The filing came just a week before Holder's promise Friday that the DEA will continue to raid grow operations whether or not California passes Prop 19, the pot-legalization initiative.
Holder's comments followed predictions that Prop. 19's passage could presage a legal war between California and the federal government.
Some fear a renewed surge of federal raids, similar to actions that shut down medical pot shops, targeted suppliers and doctors after California voters passed Proposition 215, its medical marijuana law, in 1996.
Our sister paper, LA Weekly, cited Stephen Gutwillig, the California director of Drug Policy Alliance. He claimed that, in the event Prop. 19 passes, the U.S. government will not have the resources to pursue marijuana violations at the local level.
Given that federal agents could theoretically seize and sell every last asset generated under Prop. 19 backers' purported California pot-industry bonanza, Gutwillig's prediction seems naive at best.
Under federal law, the government may open a civil forfeiture case against property held by those accused of committing a crime. Forfeiture is most often used in drugs cases, and allows the government to seize assets indicated by a preponderance of evidence to have been associated with a crime.
Notwithstanding, the city fathers of Berkeley and Oakland have lately struggled to one-up each other angling to pass laws aimed at producing a pot growing-and-selling industrial region that might make the East Bay to marijuana what Guangzhou has been for Chinese industrial goods.
Judging from the take described in the feds Oct. 8 forfeiture filing in the Asiana Food Company case, the east bay could just as easily become an eBay of resold forfeited goods seized in federal marijuana raids.
When agents in April entered the Asiana Foods Company building, "they found no evidence or indication that any food company existed at the location," the forfeiture complaint said. Instead, they:
"Discovered a multipIe room indoor cannabis cultivation facility (the "grow-site"). The grow-site consisted of four growing rooms using high voItage lighting. In a loft area above several of the rooms agents found electrical ballasts and multiple screens of dried cannabis.
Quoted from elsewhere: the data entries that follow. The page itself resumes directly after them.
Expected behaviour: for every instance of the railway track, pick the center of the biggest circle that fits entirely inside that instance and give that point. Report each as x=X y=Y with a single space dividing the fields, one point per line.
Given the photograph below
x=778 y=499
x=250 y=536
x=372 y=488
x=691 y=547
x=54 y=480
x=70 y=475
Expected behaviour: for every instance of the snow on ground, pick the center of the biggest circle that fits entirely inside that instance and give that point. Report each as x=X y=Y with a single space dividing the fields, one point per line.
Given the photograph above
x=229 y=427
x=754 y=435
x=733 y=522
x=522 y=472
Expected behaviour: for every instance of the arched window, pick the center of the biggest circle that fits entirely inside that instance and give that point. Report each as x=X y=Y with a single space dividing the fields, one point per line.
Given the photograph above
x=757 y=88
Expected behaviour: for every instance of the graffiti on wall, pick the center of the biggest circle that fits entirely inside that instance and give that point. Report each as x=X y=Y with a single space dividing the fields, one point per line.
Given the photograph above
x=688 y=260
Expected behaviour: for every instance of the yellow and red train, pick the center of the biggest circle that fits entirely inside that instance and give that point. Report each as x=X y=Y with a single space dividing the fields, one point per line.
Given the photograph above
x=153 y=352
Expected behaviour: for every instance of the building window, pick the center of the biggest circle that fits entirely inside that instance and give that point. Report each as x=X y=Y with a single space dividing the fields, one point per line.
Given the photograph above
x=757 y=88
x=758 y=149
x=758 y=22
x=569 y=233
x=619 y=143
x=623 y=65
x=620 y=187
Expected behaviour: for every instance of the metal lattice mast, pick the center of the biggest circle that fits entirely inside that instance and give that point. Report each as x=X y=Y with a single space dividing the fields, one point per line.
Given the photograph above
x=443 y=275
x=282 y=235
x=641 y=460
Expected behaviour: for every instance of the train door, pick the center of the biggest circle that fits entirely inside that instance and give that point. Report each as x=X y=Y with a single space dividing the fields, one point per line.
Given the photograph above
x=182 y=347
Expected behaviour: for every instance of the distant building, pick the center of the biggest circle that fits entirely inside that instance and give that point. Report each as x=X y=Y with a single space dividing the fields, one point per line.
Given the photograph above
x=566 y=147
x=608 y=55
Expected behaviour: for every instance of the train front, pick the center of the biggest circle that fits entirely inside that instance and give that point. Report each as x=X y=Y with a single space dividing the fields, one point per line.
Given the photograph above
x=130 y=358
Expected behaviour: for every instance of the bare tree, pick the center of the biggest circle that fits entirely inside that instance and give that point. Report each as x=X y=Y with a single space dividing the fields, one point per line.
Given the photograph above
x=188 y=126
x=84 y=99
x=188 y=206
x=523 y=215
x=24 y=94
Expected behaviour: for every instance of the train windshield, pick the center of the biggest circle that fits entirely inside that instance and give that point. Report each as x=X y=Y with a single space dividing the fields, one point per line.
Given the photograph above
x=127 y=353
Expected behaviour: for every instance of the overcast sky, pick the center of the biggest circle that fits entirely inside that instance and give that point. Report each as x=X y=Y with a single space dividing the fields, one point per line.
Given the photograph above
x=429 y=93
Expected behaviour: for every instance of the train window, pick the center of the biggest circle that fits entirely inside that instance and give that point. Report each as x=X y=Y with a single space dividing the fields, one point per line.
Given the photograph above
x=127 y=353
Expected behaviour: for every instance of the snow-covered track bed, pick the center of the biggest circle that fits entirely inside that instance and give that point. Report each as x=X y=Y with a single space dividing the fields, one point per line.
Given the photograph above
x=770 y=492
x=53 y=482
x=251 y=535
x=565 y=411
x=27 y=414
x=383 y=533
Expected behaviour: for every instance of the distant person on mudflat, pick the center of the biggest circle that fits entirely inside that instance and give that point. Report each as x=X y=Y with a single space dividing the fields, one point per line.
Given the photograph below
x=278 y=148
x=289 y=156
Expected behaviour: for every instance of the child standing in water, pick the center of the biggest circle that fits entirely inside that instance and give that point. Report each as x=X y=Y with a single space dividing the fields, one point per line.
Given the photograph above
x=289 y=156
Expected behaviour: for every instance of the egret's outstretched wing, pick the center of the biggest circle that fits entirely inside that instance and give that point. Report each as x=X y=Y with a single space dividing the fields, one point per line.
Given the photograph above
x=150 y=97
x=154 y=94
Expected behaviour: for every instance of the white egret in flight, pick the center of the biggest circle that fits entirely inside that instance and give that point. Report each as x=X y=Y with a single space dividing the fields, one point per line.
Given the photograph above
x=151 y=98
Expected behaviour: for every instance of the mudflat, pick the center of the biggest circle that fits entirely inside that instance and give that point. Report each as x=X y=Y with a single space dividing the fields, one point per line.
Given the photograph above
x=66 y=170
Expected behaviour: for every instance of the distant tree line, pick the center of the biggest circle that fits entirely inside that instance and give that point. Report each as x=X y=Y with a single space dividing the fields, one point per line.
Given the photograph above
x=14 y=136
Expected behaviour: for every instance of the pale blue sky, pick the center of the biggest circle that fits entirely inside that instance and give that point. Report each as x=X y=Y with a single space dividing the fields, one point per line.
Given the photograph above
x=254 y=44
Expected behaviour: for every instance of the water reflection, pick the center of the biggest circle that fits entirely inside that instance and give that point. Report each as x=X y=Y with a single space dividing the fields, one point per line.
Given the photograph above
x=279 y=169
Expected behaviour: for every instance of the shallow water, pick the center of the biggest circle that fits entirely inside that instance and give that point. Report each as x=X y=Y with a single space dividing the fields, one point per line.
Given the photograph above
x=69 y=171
The grow-site was equipped with carbon air filters to scrub the ventilated air of the marijuana odor and surveillance cameras depicting the entry to 1920 E. 12th Street, Oakland, California."You can read the entire file here:
So the U.S. Attorney now seeks to force the forfeiture of $146,050, plus four Western Union Money orders of unspecified value, 106 light hoods, and 129 ballasts.
We imagine Prop. 19 launching a virtuous, government-revenues-enhancing cycle.
Here's how to take part: Buy the Asiana Foods Company grow lights once they make their way through the Federal Asset Forfeiture Program. Use the equipment to grow and sell pot. Pay taxes to Oakland and California. Get busted by feds, so they can seize your cash and equipment all over again.
If enough people do this, we'll have free and universal medical care, BART tunnels to Ocean Beach and S.F. State, a third Bay Bridge designed by Maya Lin, and a chicken in every pot club.